Geburtshilfe Frauenheilkd 2006; 66 - PO_O_02_18
DOI: 10.1055/s-2006-952517

A rare female genital tract tumor: Granular cell tumor of the vulva.

G Richter 1, U Hoffmeister 2, H Dohnke 2
  • 1Institut für Pathologie Dr. Richter, Burgwedel, Burgwedel
  • 2Praxis für Frauenheilkunde & Geburtshilfe, Burgwedel, Burgwedel

Aims: The granular cell tumor (GCT) was first described by Abrikosoff in 1926. The GCT is normally benign in behavior, but occasionally surprices with local aggresiveness and in two percent of the cases with distant dissemination. We illustrate a granular cell tumor of the vulva with pseudoepitheliomatous hyperplasia of the squamous epithelium.

Methods: We demonstrate a case of a 50 years old female with a 1 cm thick mass at the vulva. The sample was fixed in 4%-buffered formalin and was processed routinely. The section was stained with hematoxylin and eosin, peroid acid Schiff reaction (PAS) and immunohistochemistry using antibody angainst S100 and cytokeratin.

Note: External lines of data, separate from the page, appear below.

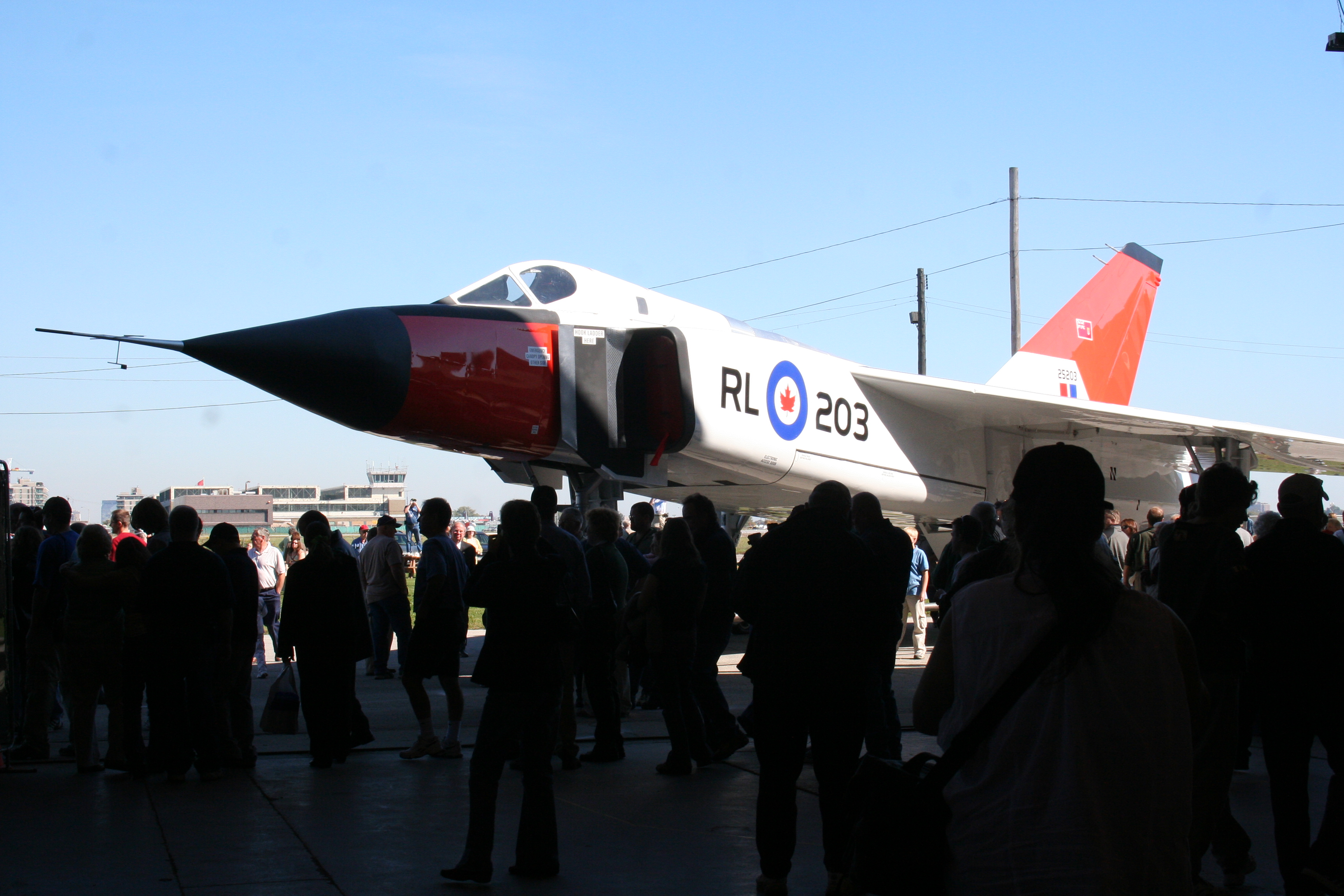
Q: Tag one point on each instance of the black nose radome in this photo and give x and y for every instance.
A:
(351, 367)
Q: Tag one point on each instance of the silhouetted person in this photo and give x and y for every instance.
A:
(359, 730)
(234, 679)
(1299, 677)
(893, 550)
(636, 567)
(643, 532)
(714, 628)
(814, 597)
(572, 520)
(998, 559)
(151, 518)
(1084, 786)
(189, 612)
(1202, 577)
(23, 565)
(439, 636)
(523, 593)
(271, 577)
(96, 598)
(987, 515)
(670, 605)
(968, 535)
(46, 630)
(578, 595)
(338, 541)
(383, 570)
(601, 621)
(132, 556)
(326, 628)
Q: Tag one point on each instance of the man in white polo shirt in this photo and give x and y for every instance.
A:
(271, 577)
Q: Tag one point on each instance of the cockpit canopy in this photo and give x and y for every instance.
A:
(545, 283)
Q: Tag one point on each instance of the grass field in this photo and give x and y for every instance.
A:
(474, 614)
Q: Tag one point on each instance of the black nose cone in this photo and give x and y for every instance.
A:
(351, 367)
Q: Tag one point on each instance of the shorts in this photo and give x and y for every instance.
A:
(435, 651)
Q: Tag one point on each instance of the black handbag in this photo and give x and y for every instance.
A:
(900, 840)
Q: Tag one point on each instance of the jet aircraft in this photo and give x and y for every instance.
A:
(549, 369)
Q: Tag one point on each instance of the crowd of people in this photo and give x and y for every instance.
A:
(1107, 773)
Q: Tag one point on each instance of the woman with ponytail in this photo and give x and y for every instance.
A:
(1085, 785)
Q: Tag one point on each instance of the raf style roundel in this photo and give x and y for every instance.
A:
(788, 401)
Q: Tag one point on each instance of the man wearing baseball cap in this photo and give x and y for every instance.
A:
(1299, 675)
(358, 544)
(383, 571)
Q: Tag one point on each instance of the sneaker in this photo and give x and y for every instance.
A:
(479, 874)
(1234, 874)
(422, 747)
(839, 886)
(1330, 879)
(23, 753)
(450, 751)
(536, 872)
(730, 745)
(604, 754)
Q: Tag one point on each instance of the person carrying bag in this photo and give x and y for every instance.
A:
(900, 840)
(282, 712)
(1065, 706)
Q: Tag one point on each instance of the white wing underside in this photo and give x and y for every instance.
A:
(996, 408)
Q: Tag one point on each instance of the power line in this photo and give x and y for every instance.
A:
(136, 410)
(877, 301)
(103, 379)
(100, 370)
(896, 304)
(990, 312)
(1179, 202)
(909, 280)
(1187, 242)
(769, 261)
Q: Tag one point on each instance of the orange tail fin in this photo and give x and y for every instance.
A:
(1090, 350)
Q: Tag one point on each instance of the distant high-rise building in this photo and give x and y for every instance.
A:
(29, 492)
(124, 502)
(346, 507)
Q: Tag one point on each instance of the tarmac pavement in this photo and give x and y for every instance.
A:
(385, 825)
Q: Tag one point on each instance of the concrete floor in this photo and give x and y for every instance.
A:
(386, 825)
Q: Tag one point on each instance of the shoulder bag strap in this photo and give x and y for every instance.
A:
(983, 724)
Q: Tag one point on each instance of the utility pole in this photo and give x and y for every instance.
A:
(920, 320)
(1014, 273)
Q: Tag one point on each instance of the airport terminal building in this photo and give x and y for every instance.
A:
(279, 507)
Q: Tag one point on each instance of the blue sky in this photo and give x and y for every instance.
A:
(177, 170)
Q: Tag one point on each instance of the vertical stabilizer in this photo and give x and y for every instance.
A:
(1090, 350)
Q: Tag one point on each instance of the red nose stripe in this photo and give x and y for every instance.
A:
(480, 385)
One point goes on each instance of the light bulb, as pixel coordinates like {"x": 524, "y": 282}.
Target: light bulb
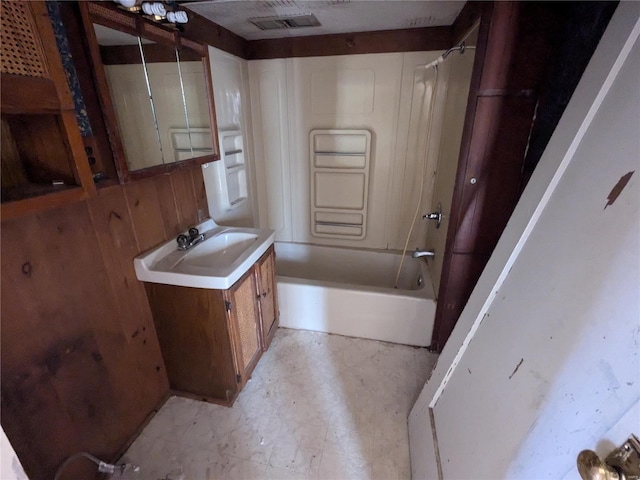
{"x": 127, "y": 3}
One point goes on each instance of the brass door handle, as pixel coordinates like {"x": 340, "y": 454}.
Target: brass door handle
{"x": 590, "y": 467}
{"x": 623, "y": 463}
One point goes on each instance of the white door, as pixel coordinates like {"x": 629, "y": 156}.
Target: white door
{"x": 544, "y": 359}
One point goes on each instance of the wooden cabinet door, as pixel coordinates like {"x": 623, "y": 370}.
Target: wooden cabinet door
{"x": 268, "y": 297}
{"x": 242, "y": 308}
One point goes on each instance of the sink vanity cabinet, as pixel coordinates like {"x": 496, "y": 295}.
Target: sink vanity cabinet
{"x": 212, "y": 339}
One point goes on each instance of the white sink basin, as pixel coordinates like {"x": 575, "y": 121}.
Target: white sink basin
{"x": 218, "y": 262}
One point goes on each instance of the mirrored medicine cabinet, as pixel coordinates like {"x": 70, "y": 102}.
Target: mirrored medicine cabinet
{"x": 155, "y": 92}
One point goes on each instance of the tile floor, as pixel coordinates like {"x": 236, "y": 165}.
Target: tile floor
{"x": 318, "y": 406}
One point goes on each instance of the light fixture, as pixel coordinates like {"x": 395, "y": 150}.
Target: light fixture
{"x": 163, "y": 12}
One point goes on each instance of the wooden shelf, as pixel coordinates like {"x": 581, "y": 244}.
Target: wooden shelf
{"x": 41, "y": 141}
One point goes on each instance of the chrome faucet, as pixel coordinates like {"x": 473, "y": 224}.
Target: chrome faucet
{"x": 185, "y": 242}
{"x": 423, "y": 253}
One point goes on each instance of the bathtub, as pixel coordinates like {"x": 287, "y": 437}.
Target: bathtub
{"x": 350, "y": 292}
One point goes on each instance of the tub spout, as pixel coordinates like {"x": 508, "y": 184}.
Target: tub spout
{"x": 423, "y": 253}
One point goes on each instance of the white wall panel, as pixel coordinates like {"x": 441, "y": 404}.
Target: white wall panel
{"x": 271, "y": 143}
{"x": 230, "y": 86}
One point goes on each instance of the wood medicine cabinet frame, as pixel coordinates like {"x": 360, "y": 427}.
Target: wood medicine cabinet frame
{"x": 113, "y": 17}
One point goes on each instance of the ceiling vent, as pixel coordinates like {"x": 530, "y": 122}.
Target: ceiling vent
{"x": 279, "y": 23}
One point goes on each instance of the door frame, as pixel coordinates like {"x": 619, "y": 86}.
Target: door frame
{"x": 604, "y": 66}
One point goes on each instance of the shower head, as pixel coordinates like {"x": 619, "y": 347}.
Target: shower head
{"x": 434, "y": 64}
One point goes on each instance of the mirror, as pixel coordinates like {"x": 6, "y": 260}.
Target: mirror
{"x": 198, "y": 113}
{"x": 165, "y": 85}
{"x": 156, "y": 93}
{"x": 120, "y": 54}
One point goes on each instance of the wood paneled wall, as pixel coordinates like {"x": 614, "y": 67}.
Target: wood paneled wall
{"x": 81, "y": 363}
{"x": 516, "y": 41}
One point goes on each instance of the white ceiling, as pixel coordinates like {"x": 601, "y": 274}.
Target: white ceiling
{"x": 335, "y": 16}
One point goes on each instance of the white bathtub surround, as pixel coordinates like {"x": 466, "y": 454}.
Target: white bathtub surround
{"x": 350, "y": 292}
{"x": 318, "y": 407}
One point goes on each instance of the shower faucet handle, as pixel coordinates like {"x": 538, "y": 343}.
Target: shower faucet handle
{"x": 437, "y": 215}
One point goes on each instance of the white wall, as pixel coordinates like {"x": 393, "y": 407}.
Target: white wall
{"x": 291, "y": 97}
{"x": 269, "y": 114}
{"x": 10, "y": 466}
{"x": 230, "y": 76}
{"x": 543, "y": 361}
{"x": 461, "y": 66}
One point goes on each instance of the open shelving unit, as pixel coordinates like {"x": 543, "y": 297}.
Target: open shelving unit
{"x": 43, "y": 157}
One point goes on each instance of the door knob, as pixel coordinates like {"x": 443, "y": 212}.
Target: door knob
{"x": 590, "y": 467}
{"x": 623, "y": 463}
{"x": 437, "y": 215}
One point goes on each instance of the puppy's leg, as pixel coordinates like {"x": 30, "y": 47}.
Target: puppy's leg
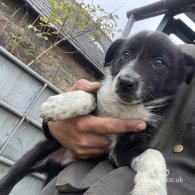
{"x": 28, "y": 164}
{"x": 151, "y": 173}
{"x": 67, "y": 105}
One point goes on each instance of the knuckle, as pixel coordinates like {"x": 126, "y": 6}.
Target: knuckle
{"x": 80, "y": 83}
{"x": 108, "y": 126}
{"x": 79, "y": 151}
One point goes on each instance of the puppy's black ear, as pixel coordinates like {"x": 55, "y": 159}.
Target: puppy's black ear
{"x": 112, "y": 51}
{"x": 189, "y": 62}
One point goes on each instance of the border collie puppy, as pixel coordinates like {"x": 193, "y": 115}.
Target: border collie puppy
{"x": 144, "y": 74}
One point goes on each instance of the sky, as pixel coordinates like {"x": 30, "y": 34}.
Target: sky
{"x": 122, "y": 6}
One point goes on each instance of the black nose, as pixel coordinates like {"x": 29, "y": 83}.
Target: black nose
{"x": 126, "y": 83}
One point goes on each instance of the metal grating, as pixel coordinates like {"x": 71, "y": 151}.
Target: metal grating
{"x": 22, "y": 91}
{"x": 82, "y": 43}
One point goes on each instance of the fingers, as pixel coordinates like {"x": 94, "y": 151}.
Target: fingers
{"x": 106, "y": 126}
{"x": 86, "y": 86}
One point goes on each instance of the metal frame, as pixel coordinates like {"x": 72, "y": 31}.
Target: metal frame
{"x": 23, "y": 116}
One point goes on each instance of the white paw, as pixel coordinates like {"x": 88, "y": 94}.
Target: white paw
{"x": 67, "y": 105}
{"x": 151, "y": 174}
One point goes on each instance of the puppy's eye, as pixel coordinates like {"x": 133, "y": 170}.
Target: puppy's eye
{"x": 126, "y": 55}
{"x": 159, "y": 63}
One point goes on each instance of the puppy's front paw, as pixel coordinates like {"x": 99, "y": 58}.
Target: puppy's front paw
{"x": 151, "y": 174}
{"x": 67, "y": 105}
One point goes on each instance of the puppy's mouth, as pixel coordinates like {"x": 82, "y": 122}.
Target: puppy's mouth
{"x": 128, "y": 98}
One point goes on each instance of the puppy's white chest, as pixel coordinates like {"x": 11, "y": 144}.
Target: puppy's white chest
{"x": 113, "y": 108}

Results: In histological examination we could detect tumor cells with uniform central nuclei and abundant granular cytoplasm. The granula was PAS-positive. Immunoreactivity for S-100 protein was positive and negative for cytokeratin. In particular importance of the vulva is the tendency for the overlying spuamous epithelium to undergo pseudo-epitheliomatous hyperplasia and simulate a well differentiated squamous carcinoma like in this cases.

Conclusions: We present a case of a granular cell tumor of the vulva with pseudoepitheliomatous hyperplasia of the squamous epithelium mimking well differentiated squamous cell carcinoma. The diagnosis of the granular cell tumor of the vulva was perfomed after resection and immunohistochemistry.